Immune function will be compromised both within the intestine and elsewhere as your body fights harmful bacterial and yeast overgrowth. Given the role of commensal gut flora in the development of both immune B and T cells, first-line immune defense mechanisms are also impacted by gut dysbiosis.

Mood and sleep will be negatively affected as well. Either directly via pathogens migrating along the vagus nerve to the brain or by decreased production of gut serotonin or by increased inflammatory stress or sheer exhaustion caused by fighting a chronic low-grade infection or all the above.

Causes of gut dysbiosis

There are many, many causes of gut dysbiosis and no doubt more will be discovered in the coming years: excessive antibiotic intake, stress, low stomach acid, inflammation, bacterial and viral infections, yeast overgrowth, opioids, decreased intestinal movement or motility, radiation, chemotherapy and surgery–all can all be non-dietary causes of dysbiosis.

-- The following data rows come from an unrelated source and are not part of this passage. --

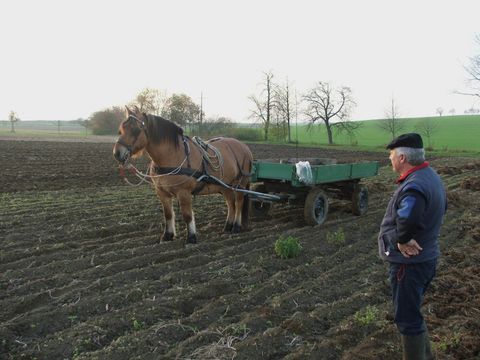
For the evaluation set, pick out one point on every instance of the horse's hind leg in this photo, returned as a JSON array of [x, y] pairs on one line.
[[230, 200], [185, 200], [169, 214]]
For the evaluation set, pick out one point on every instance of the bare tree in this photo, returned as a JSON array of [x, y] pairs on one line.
[[150, 101], [283, 102], [332, 107], [181, 109], [12, 117], [84, 123], [263, 104], [427, 127], [392, 124]]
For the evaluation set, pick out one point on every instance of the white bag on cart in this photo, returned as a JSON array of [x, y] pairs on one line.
[[304, 172]]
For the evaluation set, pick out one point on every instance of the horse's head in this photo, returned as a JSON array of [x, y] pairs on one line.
[[133, 136]]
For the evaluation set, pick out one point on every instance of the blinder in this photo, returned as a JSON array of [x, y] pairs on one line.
[[135, 131]]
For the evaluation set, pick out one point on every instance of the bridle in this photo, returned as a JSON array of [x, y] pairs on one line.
[[141, 125]]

As for dietary causes, the two I consider to be the biggest culprits are gluten grains and excess alcohol consumption. I’ll have more to say in future posts about why I believe gluten grains, and in particular, wheat is a food best avoided even in those who are not genetically predisposed to celiac disease. I’ll also post on the digestive hazards involved when overindulging in alcohol.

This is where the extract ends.